Firefox 75 focused on maintaining backward-compatibility so that the changes don't make it difficult for users to access important websites, such as government services and video-conferencing platforms. For example, Firefox 75 was supposed to make Datagram Transport Layer Security (DTLS) 1.2 the default minimum version in WebRTC. The plan was to force sites using the older DTLS protocol to upgrade, but Mozilla decided to keep DTLS 1.0 support because Jitsi, an open-source video-conferencing system, didn't support version 1.2.
Google was supposed to drop DTLS 1.0 in Chrome 82, but that version has been cancelled. It isn't known when Google will finally drop support for DTLS 1.0 in Chrome at this point, but the discussion on the WebRTC page indicates several video-conferencing platforms still use DTLS 1.0.
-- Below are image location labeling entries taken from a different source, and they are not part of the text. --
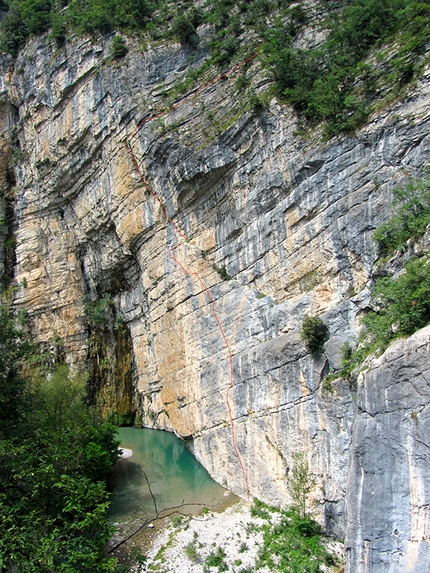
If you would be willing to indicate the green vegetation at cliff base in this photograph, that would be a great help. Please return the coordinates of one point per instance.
(55, 456)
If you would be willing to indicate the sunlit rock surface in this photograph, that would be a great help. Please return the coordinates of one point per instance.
(288, 218)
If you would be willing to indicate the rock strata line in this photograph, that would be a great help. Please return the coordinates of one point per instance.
(185, 239)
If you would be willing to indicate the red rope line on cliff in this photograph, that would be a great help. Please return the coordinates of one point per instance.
(186, 240)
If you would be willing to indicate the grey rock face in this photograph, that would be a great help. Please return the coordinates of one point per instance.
(289, 219)
(389, 483)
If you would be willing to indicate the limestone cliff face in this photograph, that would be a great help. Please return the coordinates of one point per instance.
(289, 218)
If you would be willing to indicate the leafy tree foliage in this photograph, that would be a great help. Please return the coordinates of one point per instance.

Mozilla also reversed itself with Firefox 74.0, which had been released in early March. Mozilla, along with other browser giants, had pledged back in 2018 to remove support of Transport Layer Security (TLS) versions 1.0 and 1.1 from their web browsers. Site administrators had been advised to transition to using TLS 1.2 or TLS 1.3 for their sites so that users would still be able to reach those sites. Firefox 74 was the first browser where support for these old and insecure versions of the protocol had been removed.
However, there were enough organizations that had not made the transition, so Mozilla reversed its decision and put support for the protocols back into Firefox 74.
“We reverted the change for an undetermined amount of time to better enable access to critical government sites sharing COVID19 information,” Mozilla wrote in an update to its release notes for Firefox 74.
Google has delayed its plans to remove support for both TLS 1.0 and 1.1 protocols, as well. It is now scheduled for Chrome 84.
For most users, the frequent pace of updates should be pretty seamless thanks to automatic updates. At the most, they may be reminded to restart the browsers to have the updates complete install. It’s important not to delay the updates, especially since web browsers are increasingly the first thing attackers target.